For Izabella, my sweet

For Izabella, my sweet

When I was 10, I wanted to be the biggest rock star the world had ever seen.  At the time, I had great determination to see it through.  But, you know….life happened.  I grew older and got busy with the whole “life thing”.  I became a wife, and more importantly, I became a mother.  My determination turned towards being a source of inspiration to my children.  It was their future that became more important to me than anything else.  Yesterday, I received a sweet reminder from my youngest daughter, Izabella, that I needed to keep working toward my dreams.

Izabella is 10.  She has a vast imagination with dreams to do so many great things.  She is a creator.  She is an artist.  She has dreams to be a scientist, an entrepreneur, an animator, and a writer.  Her latest creations are hand-painted carved foam desserts that I now use as a focal point to prepare for the birth of my own dreams.  I am constantly witnessing her mind at work and the little girl within me becomes inspired once again.  Yesterday, my a-ha moment was ever so clear;  I, the parent, am inspired by her.  She reminds me of the importance of continuing to create and work harder to reach my dreams.

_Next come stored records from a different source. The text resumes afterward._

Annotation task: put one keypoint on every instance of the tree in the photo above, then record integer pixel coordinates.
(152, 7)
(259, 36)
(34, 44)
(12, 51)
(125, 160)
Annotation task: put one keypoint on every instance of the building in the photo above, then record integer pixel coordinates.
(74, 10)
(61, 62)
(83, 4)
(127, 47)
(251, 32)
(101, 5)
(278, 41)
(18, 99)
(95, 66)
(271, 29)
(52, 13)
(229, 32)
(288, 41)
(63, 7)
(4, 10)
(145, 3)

So….I am back at work hashing out recipes for my book.  It is a slow process but will be interesting, frustrating, and fun!  Here is a small taste of what is to come…

 

IMG_2112     Buckwheat Pancake and Cinnamon Fried Egg Stack with Bourbon Maple Syrup

     “The Sundays without our Furr’s visits were the Sundays that fell opposite payday.  Weekend breakfast at home was one of my favorite memories.  Although we seldom sat together at the dining room table because half of us were either sleeping in or not speaking to one another, neither of which stopped my dad from making breakfast.

He had quite the talent for cooking.  He had taken a second job as a cook at a small café outside of town called Nona’s.  It was right off the interstate and easy for truckers to stop in for a hot cup of coffee and my dad’s delicious pancakes.  There is something about walking into a dive café that triggers my hunger.  A combination of café sounds and sights; the clanking of off-white colored cafe dishes, diners’ conversations and plumes of smoke from their cigarettes, the smells of maple syrup and coffee lingering in the air and that token waitress with an awesome beehive hairdo.  Nona’s had it all.   Those café sounds and smells became a solid reason as to why I enjoyed breakfast so much.

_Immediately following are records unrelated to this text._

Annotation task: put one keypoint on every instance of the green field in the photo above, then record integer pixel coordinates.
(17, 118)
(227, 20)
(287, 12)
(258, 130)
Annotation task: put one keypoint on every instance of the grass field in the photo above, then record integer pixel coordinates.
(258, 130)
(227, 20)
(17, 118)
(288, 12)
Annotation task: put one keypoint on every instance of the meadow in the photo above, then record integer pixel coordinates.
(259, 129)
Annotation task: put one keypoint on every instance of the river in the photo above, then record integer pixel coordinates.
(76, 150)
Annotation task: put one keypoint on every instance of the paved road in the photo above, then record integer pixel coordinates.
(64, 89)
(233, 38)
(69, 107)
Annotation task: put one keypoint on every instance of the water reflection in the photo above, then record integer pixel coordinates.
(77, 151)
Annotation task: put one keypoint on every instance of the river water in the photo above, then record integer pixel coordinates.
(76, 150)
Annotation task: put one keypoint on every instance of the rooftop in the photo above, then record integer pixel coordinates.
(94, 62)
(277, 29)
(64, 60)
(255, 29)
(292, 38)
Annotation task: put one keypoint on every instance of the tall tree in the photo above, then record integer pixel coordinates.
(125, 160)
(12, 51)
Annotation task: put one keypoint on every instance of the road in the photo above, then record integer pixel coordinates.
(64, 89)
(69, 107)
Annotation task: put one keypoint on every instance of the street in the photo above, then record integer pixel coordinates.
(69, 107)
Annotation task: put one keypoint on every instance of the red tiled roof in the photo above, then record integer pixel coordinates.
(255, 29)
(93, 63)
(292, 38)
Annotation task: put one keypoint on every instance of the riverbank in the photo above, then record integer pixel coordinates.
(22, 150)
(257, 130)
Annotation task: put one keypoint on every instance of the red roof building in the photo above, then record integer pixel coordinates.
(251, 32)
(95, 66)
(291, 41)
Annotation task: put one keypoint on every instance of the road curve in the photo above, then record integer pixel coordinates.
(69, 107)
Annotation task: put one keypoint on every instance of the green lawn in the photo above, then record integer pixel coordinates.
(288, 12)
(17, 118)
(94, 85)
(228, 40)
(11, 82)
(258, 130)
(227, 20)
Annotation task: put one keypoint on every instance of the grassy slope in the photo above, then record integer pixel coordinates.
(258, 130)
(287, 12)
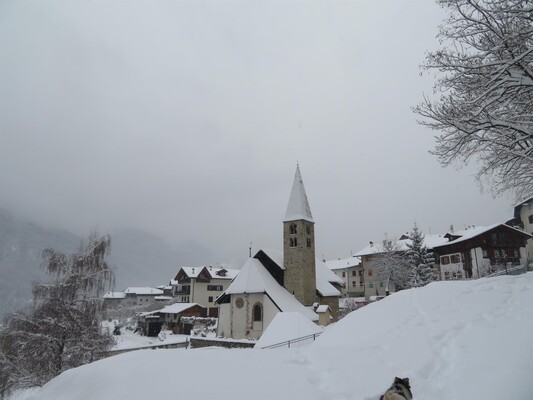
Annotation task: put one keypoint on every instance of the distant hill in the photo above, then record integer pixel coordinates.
(142, 259)
(21, 246)
(138, 258)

My dad often took on those familiar smells of coffee, fried eggs, syrup, pepper, cigarette smoke but with the addition of Budweiser.  I could smell him from the hallway as I walked into the kitchen yawning, sleepy-eyed with uncombed hair.  There he stood making pancakes.  There was definitely an art to making those yummy fluffy slabs of warmth.  He would slowly pour a stream of batter into a black skillet that was the perfect temperature.  I would stand on my tip-toes to peek into the pan and watch bubbles pop up to the surface of the batter.  Once he flipped the pancake to the other side, it began to take on a beautiful caramel color and an aroma sent from heaven.   In a smaller fry pan on the burner next to the skillet, were two eggs frying to over medium.  He would place a pancake onto his plate, then a fried egg, then another pancake, followed by the second egg on top of the stack.  After drizzling maple syrup over the top, he would then cut into the stack as if it were one of Nona’s pies.  The yolk would ooze out and mix in with the syrup; the bright rich color of yellow marbleizing with the sweet maple shade of bourbon.  Watching those two slowly collide gave warmth over my body as though I were a cat sitting in the morning sunlight.  Looking back, I find it interesting that I understood and appreciated all of these elements at such a young age.  After all, it was a beautiful thing to see.  It was culinary genius.”